Mathieu has an extraordinary palate, a great memory; little formal training. He grew up in Montlouis-sur-Loire, famous for its Chenin Blanc. He attended restaurant school learning to manage front of house. He worked in the Basque country, a convenient hour or two from Bordeaux. He started visiting, tasting wine and learning. He took a couple of courses but nothing too rigorous or academic. “I’m too lazy to do a masters of wine course” he tells me. “I care more about how it tastes than where it comes from or how it was made”.
Inspired by his grandparents’ house, where local people would come to speak official business with his grandfather – the mayor of the village – or simply to enjoy food and wine among neighbors. “They served homemade wine or brandy…It wasn’t very good” laughs Mathieu “but the atmosphere was perfect”. This wonderful village of Mathieu’s youth was called Noize.

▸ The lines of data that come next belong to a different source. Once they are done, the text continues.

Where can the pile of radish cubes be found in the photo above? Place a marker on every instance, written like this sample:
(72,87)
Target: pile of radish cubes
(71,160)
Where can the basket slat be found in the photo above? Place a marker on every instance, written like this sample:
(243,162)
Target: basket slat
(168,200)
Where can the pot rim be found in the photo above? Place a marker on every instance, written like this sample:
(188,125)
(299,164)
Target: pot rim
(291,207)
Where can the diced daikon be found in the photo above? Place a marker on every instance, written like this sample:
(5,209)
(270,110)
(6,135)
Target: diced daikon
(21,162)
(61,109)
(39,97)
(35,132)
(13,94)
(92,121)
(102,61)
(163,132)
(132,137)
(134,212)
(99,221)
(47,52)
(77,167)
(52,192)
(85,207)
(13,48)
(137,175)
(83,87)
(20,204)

He has a perfect team. Chef Daniel Mertl trained at Chez Bruce then worked at Le Gavroche and The Savoy. He has the technical skill for culinary stardom but prefers cookery to marketing. He likes being in the kitchen and it shows in his food: a superbly curated selection of inspired classic French dishes.

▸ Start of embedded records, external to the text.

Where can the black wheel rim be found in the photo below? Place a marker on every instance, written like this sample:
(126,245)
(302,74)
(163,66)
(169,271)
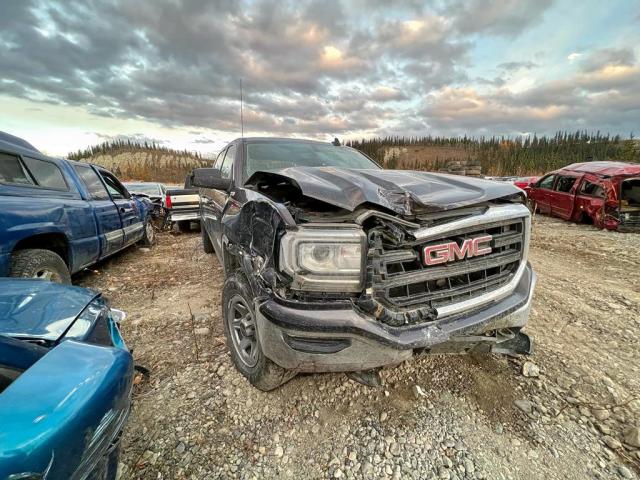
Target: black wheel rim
(150,232)
(242,328)
(46,274)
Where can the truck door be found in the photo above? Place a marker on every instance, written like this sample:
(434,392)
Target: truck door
(109,225)
(132,224)
(562,198)
(541,192)
(215,200)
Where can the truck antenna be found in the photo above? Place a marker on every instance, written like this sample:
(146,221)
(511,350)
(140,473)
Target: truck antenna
(241,113)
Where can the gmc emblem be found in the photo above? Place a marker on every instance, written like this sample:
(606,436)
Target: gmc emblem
(449,252)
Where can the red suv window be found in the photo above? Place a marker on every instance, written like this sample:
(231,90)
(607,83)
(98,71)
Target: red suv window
(564,183)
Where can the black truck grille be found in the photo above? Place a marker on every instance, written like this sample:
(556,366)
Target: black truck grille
(406,282)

Most of the dining room staff have known Mathieu for ages. They share an attitude that restaurant work should be fun for both themselves and patrons. The restaurant is closed 2 ½ days a week and for holidays out of recognition that service people have real lives and families too! They are not hoping to build a dining empire or make a fortune. For them, it is a way of life that makes for a very pleasant customer experience.
But back to wine and why Mathieu is so great.
Noize, a big-time London restaurant with its sensibilities rooted in its eponymous Loire village, has become a special sanctuary for me whenever I am back in London.